The potential of C. difficile-stimulated DCs to prime and influence T cell immunity was examined. Both strains induced strong IFN-γ immunity (Fig. 5C and F). In addition, a robust IL-17A response to M68 indicated that this strain promoted a skewed Th17 axis (Fig. 5D). The role of IL-1β as a Th17 differentiation factor is well established; one may therefore hypothesize that the M68-mediated BMDC IL-1β release contributes to the observed Th17 response. Interestingly, both strains mediated similar IL-23 (a Th17 effector cytokine) levels (41), adding credence to the notion that IL-1β is a likely key determinant of Th17 immunity. Future studies utilizing neutralizing antibodies should define the cytokines responsible for the observed T cell responses. Th2 immunity, as seen with an increase in IL-4 during CF5 infection (Fig. 5F), may be crucial in CDI, since IgG antibodies assist in toxin neutralization. Combinatorial T cell immunity, with specific targeting of IL-1β, is likely to be pivotal in defining immune protection versus immunopathology during CDI.

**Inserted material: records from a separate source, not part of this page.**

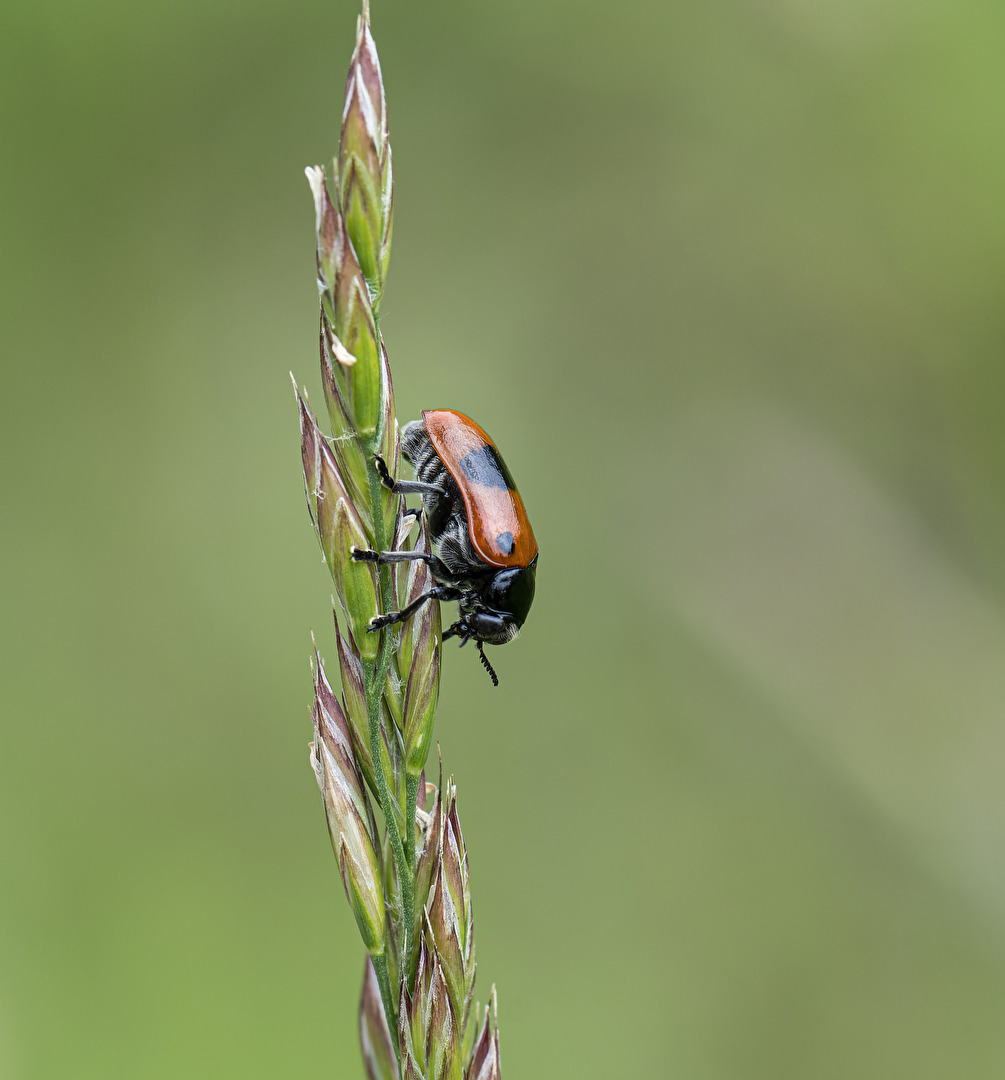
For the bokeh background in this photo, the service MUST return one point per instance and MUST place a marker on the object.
(725, 283)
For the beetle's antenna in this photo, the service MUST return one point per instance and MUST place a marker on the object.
(487, 665)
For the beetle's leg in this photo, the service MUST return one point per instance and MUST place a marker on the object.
(436, 593)
(388, 557)
(458, 630)
(404, 486)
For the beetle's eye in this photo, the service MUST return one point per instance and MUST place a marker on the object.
(513, 592)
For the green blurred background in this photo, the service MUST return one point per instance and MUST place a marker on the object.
(725, 283)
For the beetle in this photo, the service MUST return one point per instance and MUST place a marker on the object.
(484, 553)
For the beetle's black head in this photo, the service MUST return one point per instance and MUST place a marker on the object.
(496, 610)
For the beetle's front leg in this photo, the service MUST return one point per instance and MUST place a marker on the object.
(389, 557)
(404, 486)
(436, 593)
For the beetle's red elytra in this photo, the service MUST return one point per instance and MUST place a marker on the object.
(497, 520)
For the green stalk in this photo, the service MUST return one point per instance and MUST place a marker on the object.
(376, 677)
(411, 800)
(383, 981)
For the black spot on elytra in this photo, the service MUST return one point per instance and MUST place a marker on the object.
(486, 468)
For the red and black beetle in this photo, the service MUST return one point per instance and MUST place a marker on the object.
(485, 555)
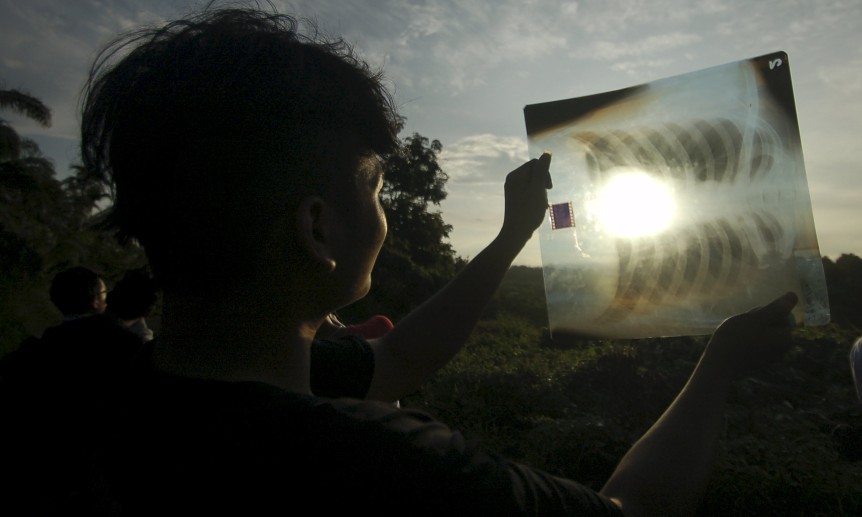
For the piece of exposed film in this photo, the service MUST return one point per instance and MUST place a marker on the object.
(562, 216)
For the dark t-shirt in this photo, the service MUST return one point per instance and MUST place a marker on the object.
(341, 367)
(152, 444)
(201, 446)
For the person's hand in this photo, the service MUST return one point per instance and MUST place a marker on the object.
(526, 198)
(752, 340)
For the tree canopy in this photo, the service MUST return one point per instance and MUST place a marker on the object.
(417, 258)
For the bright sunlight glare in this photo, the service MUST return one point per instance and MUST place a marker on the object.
(635, 204)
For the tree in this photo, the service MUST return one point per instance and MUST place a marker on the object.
(416, 259)
(45, 226)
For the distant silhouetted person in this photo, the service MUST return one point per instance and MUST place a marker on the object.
(78, 292)
(132, 299)
(259, 146)
(856, 367)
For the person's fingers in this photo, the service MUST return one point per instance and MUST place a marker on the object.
(779, 309)
(545, 169)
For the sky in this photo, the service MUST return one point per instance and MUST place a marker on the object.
(463, 70)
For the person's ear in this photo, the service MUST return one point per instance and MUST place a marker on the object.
(315, 222)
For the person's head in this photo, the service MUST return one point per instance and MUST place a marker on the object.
(78, 291)
(218, 130)
(134, 296)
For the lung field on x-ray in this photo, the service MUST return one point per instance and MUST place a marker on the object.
(711, 249)
(688, 199)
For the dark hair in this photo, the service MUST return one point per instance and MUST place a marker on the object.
(134, 296)
(210, 128)
(72, 290)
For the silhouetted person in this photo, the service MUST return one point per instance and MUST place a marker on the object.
(856, 367)
(78, 292)
(259, 145)
(132, 300)
(56, 393)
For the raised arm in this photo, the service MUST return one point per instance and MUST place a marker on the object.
(427, 338)
(666, 471)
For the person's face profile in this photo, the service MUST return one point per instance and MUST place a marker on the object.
(364, 224)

Analysis of GI mucosal immunity revealed that C. difficile RT017 mediated an inflammatory mucosal cytokine milieu (Fig. 6). Both strains caused significant IL-8 induction accompanied by a comparatively weak IL-17A response, suggesting that IL-8 may play a crucial role in mediating the early neutrophil recruitment necessary for containment of the infection. Interestingly, both strains caused robust induction of IL-22 (Fig. 6F). IL-22 exerts antimicrobial and regenerative effects in the GI epithelia. As seen previously for innate DC activation (Fig. 3F), M68 mediated a significant increase in mucosal IL-1β, further supporting the notion that this pathway may be an attractive target for therapeutic intervention in CDI (Fig. 6C and D).

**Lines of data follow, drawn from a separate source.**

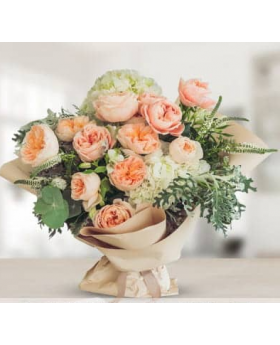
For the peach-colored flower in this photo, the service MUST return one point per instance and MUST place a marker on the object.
(138, 118)
(183, 151)
(85, 187)
(116, 107)
(92, 142)
(129, 174)
(113, 215)
(163, 116)
(40, 145)
(139, 138)
(194, 93)
(68, 128)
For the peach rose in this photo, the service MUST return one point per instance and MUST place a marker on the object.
(183, 151)
(68, 128)
(138, 118)
(92, 142)
(113, 215)
(129, 174)
(85, 187)
(40, 145)
(194, 93)
(139, 138)
(163, 116)
(116, 107)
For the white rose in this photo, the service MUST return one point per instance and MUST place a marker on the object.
(186, 151)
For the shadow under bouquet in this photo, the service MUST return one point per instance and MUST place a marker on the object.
(130, 172)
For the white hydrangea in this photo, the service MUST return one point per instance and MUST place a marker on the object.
(59, 183)
(162, 171)
(120, 81)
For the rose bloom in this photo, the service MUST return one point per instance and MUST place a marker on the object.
(116, 107)
(85, 187)
(113, 215)
(40, 145)
(129, 174)
(139, 138)
(194, 93)
(92, 142)
(183, 151)
(68, 128)
(163, 116)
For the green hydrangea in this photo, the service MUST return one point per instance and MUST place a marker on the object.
(119, 81)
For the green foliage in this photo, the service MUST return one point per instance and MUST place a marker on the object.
(36, 183)
(46, 166)
(215, 192)
(71, 162)
(52, 208)
(106, 188)
(230, 146)
(75, 207)
(76, 224)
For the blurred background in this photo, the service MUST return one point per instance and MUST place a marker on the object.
(38, 76)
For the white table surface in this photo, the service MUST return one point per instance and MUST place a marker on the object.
(201, 280)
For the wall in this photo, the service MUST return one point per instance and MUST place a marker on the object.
(37, 76)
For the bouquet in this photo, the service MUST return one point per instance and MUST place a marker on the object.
(129, 172)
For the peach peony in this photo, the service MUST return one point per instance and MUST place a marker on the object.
(85, 187)
(186, 151)
(116, 107)
(163, 116)
(68, 128)
(194, 93)
(92, 142)
(113, 215)
(129, 174)
(40, 145)
(139, 138)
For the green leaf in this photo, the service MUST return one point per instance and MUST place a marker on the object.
(88, 172)
(53, 209)
(100, 170)
(75, 207)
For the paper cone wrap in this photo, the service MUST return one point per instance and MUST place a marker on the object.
(137, 251)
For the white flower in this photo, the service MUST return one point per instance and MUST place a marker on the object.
(120, 81)
(186, 151)
(59, 183)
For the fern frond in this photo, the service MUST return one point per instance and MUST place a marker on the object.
(46, 166)
(232, 147)
(226, 120)
(209, 119)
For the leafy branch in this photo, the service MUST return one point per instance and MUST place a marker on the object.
(215, 192)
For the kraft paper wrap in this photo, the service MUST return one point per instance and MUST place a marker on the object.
(135, 253)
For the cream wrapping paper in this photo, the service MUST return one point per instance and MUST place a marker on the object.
(140, 245)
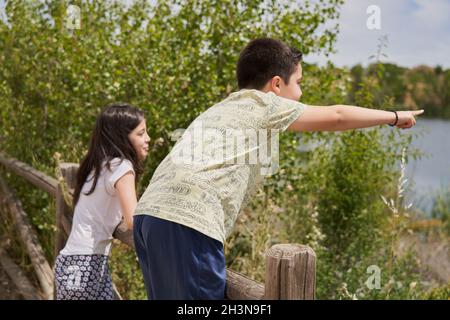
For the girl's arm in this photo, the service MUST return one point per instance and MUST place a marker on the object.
(126, 189)
(342, 117)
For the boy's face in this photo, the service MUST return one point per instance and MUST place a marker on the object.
(140, 140)
(291, 90)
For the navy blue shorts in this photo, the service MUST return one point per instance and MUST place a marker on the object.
(178, 262)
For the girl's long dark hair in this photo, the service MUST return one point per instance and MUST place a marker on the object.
(109, 140)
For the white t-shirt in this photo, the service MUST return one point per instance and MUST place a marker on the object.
(97, 215)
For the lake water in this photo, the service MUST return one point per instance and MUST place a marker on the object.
(431, 173)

Comparative analysis of host immunity to two RT017 strains has highlighted how this pathogen has targeted innate IL-1β, a cytokine that promotes neutrophil recruitment and Th17 immunity and pathology. Improved understanding of how phylogenetically distinct lineages interact with the host may offer potential insight(s) that may not only aid in the design of better future therapeutics but also help to reduce the emergence of highly virulent strains.